Il m'est difficile de savoir où j'en suis. J'ai l'impression d'avoir les yeux bandés et d'avancer en tâtonnant dans la vie, de tomber sans cesse et d'avoir, sous le contact de mes doigts, quelque chose qui toujours me pique, me brûle, m'écorche, sans jamais comprendre pourquoi. J'aimerais tant parvenir en un endroit où le sol serait sans traitrise, réconfortant et chaleureux comme du sable doré, où ce que je toucherai me rendrait mes caresses, panserait mes écorchures, un endroit où une brise douce et odorante susurrerait à mon oreille que, maintenant, je peux ôter mon bandage et Voir. Une vision qui bercerait mon âme au firmament, où je m'envolerais, libre et fière. Mais cet endroit m'est caché et je suis perdue.

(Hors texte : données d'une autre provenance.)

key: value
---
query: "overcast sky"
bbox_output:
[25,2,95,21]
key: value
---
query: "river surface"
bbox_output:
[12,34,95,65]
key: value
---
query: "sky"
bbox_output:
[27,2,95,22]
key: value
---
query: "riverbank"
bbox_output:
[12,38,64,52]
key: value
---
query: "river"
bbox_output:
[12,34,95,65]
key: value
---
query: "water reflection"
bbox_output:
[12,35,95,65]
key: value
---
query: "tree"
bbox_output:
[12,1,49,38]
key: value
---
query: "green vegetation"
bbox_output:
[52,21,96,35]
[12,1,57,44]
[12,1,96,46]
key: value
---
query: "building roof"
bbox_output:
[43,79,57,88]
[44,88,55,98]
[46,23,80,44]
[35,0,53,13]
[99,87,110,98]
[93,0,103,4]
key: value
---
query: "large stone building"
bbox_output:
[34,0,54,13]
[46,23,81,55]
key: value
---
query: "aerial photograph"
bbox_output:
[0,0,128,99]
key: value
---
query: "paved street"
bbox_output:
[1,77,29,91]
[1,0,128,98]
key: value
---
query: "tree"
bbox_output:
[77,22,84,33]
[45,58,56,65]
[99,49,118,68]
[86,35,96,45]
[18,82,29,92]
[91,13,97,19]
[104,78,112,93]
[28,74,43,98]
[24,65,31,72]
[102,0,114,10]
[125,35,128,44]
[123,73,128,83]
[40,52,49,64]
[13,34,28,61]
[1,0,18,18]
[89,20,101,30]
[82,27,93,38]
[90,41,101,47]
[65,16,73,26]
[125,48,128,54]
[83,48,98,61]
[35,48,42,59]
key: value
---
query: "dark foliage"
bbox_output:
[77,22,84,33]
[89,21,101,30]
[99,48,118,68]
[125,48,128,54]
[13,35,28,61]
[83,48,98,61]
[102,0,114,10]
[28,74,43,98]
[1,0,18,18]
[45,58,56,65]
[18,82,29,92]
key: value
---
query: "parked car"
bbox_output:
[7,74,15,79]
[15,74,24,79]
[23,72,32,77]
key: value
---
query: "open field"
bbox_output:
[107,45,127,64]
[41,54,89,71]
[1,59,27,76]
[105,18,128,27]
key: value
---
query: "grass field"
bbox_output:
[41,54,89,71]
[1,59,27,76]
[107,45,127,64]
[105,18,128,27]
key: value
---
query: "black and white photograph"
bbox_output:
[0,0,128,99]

La soirée d'hier fut exécrable. C'est une habitude ! La musique était agréable et les gens sympathiques. J'ai ris, plaisanté, j'ai joué... La comédie comme toujours. Est-ce pour tout le monde pareil ? Est-ce normal de ne jamais rien éprouver? De se sentir toujours seule, même quand une vingtaine de personnes vous entourent et que vous entretenez une conversation apparemment passionnée avec quelques une d'entre elles ? C'est comme si j'assistais à la scène sans la vivre, j'étais si loin, j'étais ailleurs, je suis d'ailleurs ?
Et effectivement je devrais être déjà loin, il est quatorze heures trente et je vais être en retard à mon premier cours. J'avais envie d'une activité en dehors du travail, j'ai choisi le yoga. Quitte à planer, autant le faire en bonne et due forme. Le temps d'attraper mon jogging et mes clés et me voici dans la voiture. Il faut que je me concentre. J'ai tendance à rêvasser, à imaginer d'autres mondes, d'autres cieux avec un réalisme effarant et donc, à oublier où je me trouve, dans une voiture par exemple, en train de, bon sang ! En train de griller un feu rouge ! Et voila, c'est exactement le genre de situation incongrue que je vis constamment. Je me suis arrêtée au feu, mais un peu tard, ce qui fait que je ne pourrais pas voir quand il passera au vert ! Et évidement impossible de reculer vu qu'un camion me colle au train ! Tant pis, il n'aura qu'à me klaxonner. " Lâcher prise ", c'est bien une des lignes directrices du yoga, non ?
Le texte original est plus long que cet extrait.